BUMDes Kampung Melayu Diduga Jadi Ladang Kepentingan Ketua: Sewa Lahan Pribadi, Mark-Up Kandang, hingga Selisih Harga Bibit Kambing

BUMDes Kampung Melayu Diduga Jadi Ladang Kepentingan Ketua: Sewa Lahan Pribadi, Mark-Up Kandang, hingga Selisih Harga Bibit Kambing

Admin

 


Rejang Lebong, AkalinNews.Com - Pengelolaan Badan Usaha Milik Desa (BUMDes) Desa Kampung Melayu, Kecamatan Bermani Ulu, Kabupaten Rejang Lebong, kini menjadi sorotan tajam publik. Ketua BUMDes berinisial Karim diduga kuat menjadikan BUMDes sebagai ajang konflik kepentingan dan ladang keuntungan pribadi, Selasa, (10/2/2026).

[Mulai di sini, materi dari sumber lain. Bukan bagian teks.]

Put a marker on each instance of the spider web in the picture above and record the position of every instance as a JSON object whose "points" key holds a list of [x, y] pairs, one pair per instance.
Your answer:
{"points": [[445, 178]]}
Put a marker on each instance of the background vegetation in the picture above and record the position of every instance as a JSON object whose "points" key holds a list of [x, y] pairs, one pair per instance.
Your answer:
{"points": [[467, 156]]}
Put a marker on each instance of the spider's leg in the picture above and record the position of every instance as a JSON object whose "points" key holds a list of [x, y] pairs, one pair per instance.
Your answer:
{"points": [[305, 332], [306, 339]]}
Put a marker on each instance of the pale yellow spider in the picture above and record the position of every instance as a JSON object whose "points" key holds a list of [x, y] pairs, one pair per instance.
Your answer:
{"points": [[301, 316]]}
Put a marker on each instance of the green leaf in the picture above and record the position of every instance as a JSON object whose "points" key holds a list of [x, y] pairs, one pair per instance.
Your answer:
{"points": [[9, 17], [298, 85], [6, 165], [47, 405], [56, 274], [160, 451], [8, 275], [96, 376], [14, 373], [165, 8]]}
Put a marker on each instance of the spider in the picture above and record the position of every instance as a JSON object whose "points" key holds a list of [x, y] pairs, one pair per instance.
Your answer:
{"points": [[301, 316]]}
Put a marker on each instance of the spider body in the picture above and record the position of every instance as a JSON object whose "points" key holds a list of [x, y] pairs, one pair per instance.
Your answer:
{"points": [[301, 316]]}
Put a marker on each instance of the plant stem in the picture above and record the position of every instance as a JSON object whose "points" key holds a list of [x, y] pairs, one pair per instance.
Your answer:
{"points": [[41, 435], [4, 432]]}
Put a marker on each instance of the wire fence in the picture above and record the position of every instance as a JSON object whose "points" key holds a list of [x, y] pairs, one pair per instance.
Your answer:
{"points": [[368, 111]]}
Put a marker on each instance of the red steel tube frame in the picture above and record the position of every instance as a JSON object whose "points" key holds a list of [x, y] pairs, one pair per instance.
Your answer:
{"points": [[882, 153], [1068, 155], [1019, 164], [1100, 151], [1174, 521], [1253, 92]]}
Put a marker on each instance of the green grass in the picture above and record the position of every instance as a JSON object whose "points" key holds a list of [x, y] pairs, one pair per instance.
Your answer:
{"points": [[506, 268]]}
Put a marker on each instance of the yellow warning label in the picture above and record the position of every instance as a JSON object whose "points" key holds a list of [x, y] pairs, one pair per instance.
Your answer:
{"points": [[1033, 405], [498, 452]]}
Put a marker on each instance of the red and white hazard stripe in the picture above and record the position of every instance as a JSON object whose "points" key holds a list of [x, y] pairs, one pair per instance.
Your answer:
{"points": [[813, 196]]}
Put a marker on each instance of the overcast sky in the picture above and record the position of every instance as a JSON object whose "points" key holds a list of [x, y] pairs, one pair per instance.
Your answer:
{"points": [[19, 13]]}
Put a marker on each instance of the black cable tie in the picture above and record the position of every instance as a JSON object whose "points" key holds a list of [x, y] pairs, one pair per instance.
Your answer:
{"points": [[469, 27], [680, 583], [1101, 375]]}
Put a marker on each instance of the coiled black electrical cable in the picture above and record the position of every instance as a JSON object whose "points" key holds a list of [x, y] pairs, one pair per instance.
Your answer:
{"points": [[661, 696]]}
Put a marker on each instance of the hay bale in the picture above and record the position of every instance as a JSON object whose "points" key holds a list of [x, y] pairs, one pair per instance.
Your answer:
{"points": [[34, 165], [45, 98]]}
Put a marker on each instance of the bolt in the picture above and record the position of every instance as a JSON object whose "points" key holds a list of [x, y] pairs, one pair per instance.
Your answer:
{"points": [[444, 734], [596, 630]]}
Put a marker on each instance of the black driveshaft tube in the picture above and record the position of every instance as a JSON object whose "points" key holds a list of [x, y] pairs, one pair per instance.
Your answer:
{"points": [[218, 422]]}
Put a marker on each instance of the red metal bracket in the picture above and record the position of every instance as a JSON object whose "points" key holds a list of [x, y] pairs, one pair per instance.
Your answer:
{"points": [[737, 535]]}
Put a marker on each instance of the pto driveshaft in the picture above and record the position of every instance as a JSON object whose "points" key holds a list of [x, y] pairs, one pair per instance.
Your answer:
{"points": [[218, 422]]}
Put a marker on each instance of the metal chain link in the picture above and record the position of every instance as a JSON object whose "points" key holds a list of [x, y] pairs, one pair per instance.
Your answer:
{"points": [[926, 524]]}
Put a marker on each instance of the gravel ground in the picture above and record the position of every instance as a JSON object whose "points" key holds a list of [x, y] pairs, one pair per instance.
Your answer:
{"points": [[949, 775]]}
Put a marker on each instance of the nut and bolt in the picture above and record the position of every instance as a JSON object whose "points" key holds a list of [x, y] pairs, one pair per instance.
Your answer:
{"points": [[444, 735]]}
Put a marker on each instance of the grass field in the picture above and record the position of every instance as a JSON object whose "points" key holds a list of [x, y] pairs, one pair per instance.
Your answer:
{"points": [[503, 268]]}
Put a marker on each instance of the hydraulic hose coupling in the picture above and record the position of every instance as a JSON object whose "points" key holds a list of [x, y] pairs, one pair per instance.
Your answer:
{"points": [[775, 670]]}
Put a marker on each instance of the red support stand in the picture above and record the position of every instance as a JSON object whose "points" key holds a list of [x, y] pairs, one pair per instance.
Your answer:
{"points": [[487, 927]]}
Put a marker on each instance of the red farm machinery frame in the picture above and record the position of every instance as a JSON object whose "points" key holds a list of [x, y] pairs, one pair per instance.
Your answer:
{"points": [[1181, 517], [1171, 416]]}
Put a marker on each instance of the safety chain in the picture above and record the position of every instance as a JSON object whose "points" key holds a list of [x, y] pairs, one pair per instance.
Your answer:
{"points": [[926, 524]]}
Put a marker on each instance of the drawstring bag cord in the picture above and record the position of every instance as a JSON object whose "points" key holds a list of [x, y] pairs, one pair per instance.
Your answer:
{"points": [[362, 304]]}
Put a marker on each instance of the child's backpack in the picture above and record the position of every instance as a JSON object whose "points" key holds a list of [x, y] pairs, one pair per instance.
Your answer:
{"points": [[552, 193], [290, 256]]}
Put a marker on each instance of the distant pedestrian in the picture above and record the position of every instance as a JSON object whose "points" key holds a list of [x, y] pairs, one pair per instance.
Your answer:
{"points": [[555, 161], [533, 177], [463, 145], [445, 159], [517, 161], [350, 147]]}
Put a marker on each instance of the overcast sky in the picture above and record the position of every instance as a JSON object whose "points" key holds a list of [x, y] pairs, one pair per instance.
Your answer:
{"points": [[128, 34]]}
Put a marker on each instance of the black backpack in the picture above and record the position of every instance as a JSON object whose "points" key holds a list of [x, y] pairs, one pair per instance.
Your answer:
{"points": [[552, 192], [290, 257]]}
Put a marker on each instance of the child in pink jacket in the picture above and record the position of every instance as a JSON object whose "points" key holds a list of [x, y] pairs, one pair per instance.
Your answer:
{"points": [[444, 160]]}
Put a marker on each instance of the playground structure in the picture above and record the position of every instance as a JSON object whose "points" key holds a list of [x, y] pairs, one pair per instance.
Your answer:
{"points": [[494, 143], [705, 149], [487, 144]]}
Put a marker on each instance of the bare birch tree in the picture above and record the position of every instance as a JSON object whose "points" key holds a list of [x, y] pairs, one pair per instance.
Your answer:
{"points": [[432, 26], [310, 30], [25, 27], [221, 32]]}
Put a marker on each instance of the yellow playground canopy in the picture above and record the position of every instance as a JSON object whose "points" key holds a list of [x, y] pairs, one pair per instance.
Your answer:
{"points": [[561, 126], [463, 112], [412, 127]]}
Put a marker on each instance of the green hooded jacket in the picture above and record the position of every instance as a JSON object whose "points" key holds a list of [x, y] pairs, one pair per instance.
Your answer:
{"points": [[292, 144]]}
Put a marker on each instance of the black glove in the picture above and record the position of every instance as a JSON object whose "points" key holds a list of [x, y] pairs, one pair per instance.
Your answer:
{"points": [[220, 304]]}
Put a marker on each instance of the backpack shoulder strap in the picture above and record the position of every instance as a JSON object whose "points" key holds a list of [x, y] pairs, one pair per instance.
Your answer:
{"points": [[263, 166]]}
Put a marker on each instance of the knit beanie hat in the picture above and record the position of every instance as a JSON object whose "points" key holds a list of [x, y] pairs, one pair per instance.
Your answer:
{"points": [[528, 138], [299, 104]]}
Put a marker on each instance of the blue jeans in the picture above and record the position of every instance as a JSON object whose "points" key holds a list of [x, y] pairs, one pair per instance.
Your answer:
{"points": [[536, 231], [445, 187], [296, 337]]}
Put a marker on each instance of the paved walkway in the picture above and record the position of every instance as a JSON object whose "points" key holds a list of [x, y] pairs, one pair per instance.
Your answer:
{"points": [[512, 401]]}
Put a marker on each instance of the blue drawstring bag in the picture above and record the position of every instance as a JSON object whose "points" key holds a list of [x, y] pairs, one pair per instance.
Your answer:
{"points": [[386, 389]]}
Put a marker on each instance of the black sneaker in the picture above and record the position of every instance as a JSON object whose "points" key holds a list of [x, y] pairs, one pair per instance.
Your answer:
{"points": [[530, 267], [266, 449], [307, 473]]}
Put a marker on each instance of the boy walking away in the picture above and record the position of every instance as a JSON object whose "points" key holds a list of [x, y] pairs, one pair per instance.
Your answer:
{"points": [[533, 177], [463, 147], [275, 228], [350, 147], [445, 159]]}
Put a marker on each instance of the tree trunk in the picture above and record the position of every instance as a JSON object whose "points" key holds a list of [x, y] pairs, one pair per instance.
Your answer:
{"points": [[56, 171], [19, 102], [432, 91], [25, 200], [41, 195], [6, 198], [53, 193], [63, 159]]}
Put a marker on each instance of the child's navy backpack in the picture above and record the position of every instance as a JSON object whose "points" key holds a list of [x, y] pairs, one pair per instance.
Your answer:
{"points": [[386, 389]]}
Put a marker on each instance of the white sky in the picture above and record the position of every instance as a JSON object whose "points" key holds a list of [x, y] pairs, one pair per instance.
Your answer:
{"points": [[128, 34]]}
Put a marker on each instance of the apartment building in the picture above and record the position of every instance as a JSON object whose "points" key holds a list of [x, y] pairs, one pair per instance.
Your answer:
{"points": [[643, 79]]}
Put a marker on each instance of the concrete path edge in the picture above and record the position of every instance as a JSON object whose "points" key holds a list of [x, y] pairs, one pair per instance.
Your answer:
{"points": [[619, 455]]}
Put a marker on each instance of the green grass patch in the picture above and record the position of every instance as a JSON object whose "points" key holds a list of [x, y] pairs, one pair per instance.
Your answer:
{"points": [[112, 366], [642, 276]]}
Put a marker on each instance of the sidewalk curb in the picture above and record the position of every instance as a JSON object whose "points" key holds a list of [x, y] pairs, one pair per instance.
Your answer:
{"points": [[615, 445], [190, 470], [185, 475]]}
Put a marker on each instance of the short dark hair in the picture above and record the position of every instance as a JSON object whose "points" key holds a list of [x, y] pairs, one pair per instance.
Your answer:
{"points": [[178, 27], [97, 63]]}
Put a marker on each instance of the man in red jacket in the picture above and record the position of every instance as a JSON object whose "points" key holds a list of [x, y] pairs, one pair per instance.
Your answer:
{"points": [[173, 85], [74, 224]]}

Berdasarkan informasi dan hasil penelusuran lapangan, Ketua BUMDes Kampung Melayu diduga menyewakan lahan pekarangan milik pribadinya kepada BUMDes yang ia pimpin sendiri dengan nilai sewa mencapai Rp15 juta. Lahan tersebut digunakan sebagai lokasi kandang kambing program usaha BUMDes.


Langkah ini menuai kritik keras karena dinilai melanggar prinsip tata kelola BUMDes yang seharusnya transparan, profesional, dan bebas dari kepentingan pribadi pengurus.


Tak berhenti di situ, Ketua BUMDes juga diduga memonopoli kegiatan pengadaan bibit ternak kambing dengan menggandeng satu pihak tertentu, yakni Selamet, warga Transad Kecamatan Bermani Ulu Raya. Proses pengadaan tersebut disinyalir tidak melalui mekanisme terbuka dan berpotensi mengarah pada pengkondisian pihak rekanan.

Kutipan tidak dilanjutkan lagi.